The problem with this stress on freedom of choice, however, is that it is also a culturally-relative reflex to our traditional distinction between work and play—assigning pain to the former and pleasure to the latter. ... Since the event of philosophical, political and poetic romanticism at the turn of the Nineteenth century, Western culture has idealized the freedom supposedly found in art and play... The contrary case would seek to show that although modern play is not usually seen as an obligation, its players are often coerced by their own addictions to the excitements of gambling and contests of a physical or intellectual nature. Inner compulsions may still exact what society may not longer require. None of this need deny that subjective play is what mass communication is about, though it does suggest that we need to modify Stephenson's defense of his position.
(pp. xiv-xv)
The most serious recent critique of Stephenson's work is simply a reiteration of the view that he overlooks the great extent to which the public is manipulated through the mass media, something of which he is quite aware.

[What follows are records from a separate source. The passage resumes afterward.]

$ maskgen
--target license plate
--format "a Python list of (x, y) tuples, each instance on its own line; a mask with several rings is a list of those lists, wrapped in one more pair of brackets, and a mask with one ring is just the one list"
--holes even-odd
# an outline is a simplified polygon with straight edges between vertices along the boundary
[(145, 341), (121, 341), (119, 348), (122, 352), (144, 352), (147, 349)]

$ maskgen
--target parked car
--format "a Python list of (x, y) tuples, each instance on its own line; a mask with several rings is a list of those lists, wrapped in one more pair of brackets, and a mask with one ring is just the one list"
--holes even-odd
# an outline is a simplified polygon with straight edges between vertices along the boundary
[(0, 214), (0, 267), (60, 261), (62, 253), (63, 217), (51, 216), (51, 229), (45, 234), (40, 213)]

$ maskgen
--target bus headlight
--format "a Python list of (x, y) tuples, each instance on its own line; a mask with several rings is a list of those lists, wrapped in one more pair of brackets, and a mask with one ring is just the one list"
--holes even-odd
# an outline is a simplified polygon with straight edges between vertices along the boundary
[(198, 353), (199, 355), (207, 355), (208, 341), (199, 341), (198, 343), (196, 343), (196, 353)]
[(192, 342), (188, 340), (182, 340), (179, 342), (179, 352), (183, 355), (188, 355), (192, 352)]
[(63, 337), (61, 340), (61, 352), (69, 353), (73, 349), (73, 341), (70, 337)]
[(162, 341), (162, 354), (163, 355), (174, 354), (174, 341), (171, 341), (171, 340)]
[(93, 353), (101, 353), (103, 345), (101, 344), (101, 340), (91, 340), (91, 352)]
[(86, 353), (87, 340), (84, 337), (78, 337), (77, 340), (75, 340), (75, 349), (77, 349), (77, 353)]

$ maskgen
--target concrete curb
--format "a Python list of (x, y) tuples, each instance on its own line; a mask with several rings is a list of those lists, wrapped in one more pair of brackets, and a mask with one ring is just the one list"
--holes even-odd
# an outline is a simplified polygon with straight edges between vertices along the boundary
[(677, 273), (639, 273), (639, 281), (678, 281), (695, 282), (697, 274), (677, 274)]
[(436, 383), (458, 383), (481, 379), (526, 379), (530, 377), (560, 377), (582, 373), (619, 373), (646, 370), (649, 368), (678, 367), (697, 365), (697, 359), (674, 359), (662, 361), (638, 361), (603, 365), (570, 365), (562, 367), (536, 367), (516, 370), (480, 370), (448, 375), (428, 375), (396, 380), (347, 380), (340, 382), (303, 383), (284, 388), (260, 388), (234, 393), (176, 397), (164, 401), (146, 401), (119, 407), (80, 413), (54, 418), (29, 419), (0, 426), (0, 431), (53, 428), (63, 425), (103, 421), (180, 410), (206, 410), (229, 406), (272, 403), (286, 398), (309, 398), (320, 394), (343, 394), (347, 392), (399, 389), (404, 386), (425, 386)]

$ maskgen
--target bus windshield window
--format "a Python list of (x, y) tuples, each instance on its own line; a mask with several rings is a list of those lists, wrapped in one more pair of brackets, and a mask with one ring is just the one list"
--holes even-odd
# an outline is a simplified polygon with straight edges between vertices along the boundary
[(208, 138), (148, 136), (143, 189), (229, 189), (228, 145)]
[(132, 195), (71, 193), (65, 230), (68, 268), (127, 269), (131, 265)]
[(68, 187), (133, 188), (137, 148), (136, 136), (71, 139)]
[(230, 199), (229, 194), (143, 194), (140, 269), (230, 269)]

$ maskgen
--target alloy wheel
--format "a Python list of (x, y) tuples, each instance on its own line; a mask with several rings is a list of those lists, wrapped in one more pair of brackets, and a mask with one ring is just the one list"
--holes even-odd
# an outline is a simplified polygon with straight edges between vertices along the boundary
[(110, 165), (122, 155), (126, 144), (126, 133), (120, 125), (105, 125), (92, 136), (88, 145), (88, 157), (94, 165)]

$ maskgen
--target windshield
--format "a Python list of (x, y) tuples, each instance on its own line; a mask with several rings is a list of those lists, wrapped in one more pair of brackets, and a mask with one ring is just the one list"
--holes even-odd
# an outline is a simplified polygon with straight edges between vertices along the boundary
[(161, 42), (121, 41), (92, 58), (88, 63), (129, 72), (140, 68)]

He does not suggest that this does not occur only that, even if it does, the populace is also engaged in mass communications for the purposes of its own play. It is a fact that those who are addicted to certain kinds of play are made vulnerable by their own enthusiasm... They are exploited...but they are still at play. Once we divorce play from the romanticism of free choice and idealistic notions of value, there is less need to see any contradiction between a player's addictions to his or her own excitements and the efforts of others to manipulate those needs for their own profit.